В самый жгучий день вода на Анхоре была ледяная, как кипяток. Река питалась от ледников на Тянь-Шане, ей и положено было быть такой. На Анхоре всегда гуляла куча народу, Шурик уходил вверх по течению, выплывал на середину и отдавался неотвратимой тяге. Каждый летний день я видел этот фокус его и каждый раз умирал со страху. Лавина воды, набирая могучую скорость, начинала стремительно приближать его голову к водопаду, народ принимался вопить на берегу, а он им только смеялся. Потом разом исчезал в клочьях бешеной пены, брызгах и в высокой радуге, и появлялся через несколько минут далеко внизу, под старой ивой над обрывом. И как его только выносило оттуда живым — этого я никогда не пойму.

В тринадцать лет я выпил свой первый стакан водки.

Прекрасно помню тот сентябрь, афиши по всему городу о предстоящем осеннем карнавале… Долго мы мозговали: во что бы нам в тот день нарядиться? Все началось со шляп. Он притащил две шляпы фетровые, одинаковые, нашлись два пиджака одинаковой масти, брюки, нацепили мы галстуки. А потом, как два близнеца, как пара пижонов, двинулись на городской карнавал. Мать моя, да и все соседи, помню, глядя на нас, умилялись — до чего же по-взрослому в этих шляпах мы выглядим. И нам это было жутко приятно. Потом решили проверить это на Кажгарке. Вошли в пивную и заказали два по двести. И нам поднесли и налили, не моргнув и глазом. Первым пил Шурик, и пил мастерски. Потом я — эту теплую, бесконечную мерзость. Ни на какой карнавал мы уже не попали тогда. Я вообще не помню, кто нас приволок с Кажгарки домой.

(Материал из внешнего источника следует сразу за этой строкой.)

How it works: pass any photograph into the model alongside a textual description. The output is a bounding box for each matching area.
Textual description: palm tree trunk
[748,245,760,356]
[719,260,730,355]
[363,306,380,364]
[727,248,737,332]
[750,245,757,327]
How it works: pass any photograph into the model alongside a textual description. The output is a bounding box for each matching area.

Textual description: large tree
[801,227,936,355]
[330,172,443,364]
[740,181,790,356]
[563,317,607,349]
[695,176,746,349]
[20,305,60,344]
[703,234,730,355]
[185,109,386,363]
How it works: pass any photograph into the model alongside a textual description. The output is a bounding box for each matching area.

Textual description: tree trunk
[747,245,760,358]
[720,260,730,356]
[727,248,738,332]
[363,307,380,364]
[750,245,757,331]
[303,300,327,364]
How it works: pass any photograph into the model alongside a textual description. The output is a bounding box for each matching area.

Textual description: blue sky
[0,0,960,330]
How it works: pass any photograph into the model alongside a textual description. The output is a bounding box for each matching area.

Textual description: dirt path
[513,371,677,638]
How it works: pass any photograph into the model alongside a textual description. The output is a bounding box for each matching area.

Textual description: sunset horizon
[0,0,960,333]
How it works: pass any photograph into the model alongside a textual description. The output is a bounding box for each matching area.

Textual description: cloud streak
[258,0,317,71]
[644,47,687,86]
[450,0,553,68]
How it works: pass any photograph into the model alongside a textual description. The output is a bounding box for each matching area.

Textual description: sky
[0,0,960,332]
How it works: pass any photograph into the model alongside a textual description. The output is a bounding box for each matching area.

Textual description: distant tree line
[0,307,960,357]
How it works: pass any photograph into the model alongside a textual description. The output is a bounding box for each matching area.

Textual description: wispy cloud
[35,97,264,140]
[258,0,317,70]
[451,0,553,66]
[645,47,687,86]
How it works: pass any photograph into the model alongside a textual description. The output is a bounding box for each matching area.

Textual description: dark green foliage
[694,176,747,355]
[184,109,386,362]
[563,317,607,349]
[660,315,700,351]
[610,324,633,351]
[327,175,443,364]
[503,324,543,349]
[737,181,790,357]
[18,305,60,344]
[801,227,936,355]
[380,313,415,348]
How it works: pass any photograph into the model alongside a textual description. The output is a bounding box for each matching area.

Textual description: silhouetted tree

Однажды я предал своего лучшего друга, оставив его на верную смерть в руках бандита. Шурик ни разу не напомнил мне этого, не попрекнул. Зато совесть грызла меня до самой его смерти, до поминок по нем в кафе «Лебедь». Я расскажу вам об этом малость попозже, когда мы отнесем его гроб на кладбище и будем сидеть в том самом кафе. Там будут петь грустные песни, будет играть оркестр в углу, на пятачке, а я возьму микрофон и начну исповедоваться перед его портретом…

Водопад на Анхоре, и водка, и бундер со скрипочкой — все это из очень далеких воспоминаний. Потом Семеныч обучался на геолога в Политехническом институте. Тогда же я привел его в секцию бокса, и бокс у него сразу пошел. Он вообще был прирожденным спортсменом. Курил и пил он, как сумасшедший, но это ничуть ему не вредило. В самом изнурительном бою он дышал все три раунда лучше любого из нас. Мышцы же у Шурика были, как у быка. В тот вечер, когда я плакал в кафе «Лебедь» у его портрета, сидел рядом с нами и тоже пил водку один странный, непонятный тип. Он все показывал нам толщину Шурикиных мышц на спине, прикладывая зачем-то одну ладонь к другой. А я был невероятно смурной и пьяный, и все никак не мог сообразить, почему это он показывает с такой точностью. И вскоре прозрел — Шляк шепнул мне, что эта гнида служит прозектором в морге и лично вскрывал труп. И я так прозрел и все это понял, что чуть не сблевал прямо на стол. Потом еще горше заскулил над портретом. Хорошенькие были поминки — лучше некуда.

Пока Семеныч ворочал локтями в автобусе, продираясь ко мне, я и последнее вспомнил: пошел он служить в армию, попав в какие-то спецчасти под Москвой, и страшно был засекречен. Даже писем не писал домой. А я все думал: спортсмен, смельчак, с высшим образованием — на таких, как на лакомый кусок, кидаются в военкомате. Вот же повезло человеку! Чего это он там под Москвой постигает?! На кого обучается? Конечно же, на разведчика в загранку…

Следующая за почтамтом остановка — Первомайская. Здесь мы из автобуса соскочили и крепко обнялись.

Сначала я так и думал, что Шурик стал важной секретной птицей, и ничего не сказал ему про Израиль. Он так и не узнал, бедный, что я туда еду.

Глядел я ему в бледное, проясненное лицо, глядел в глаза, где лежала тяжелая грусть и неведомая мне вина. Рассказ его был тих, а в голосе уже не слышались знакомые мне натиск и удаль.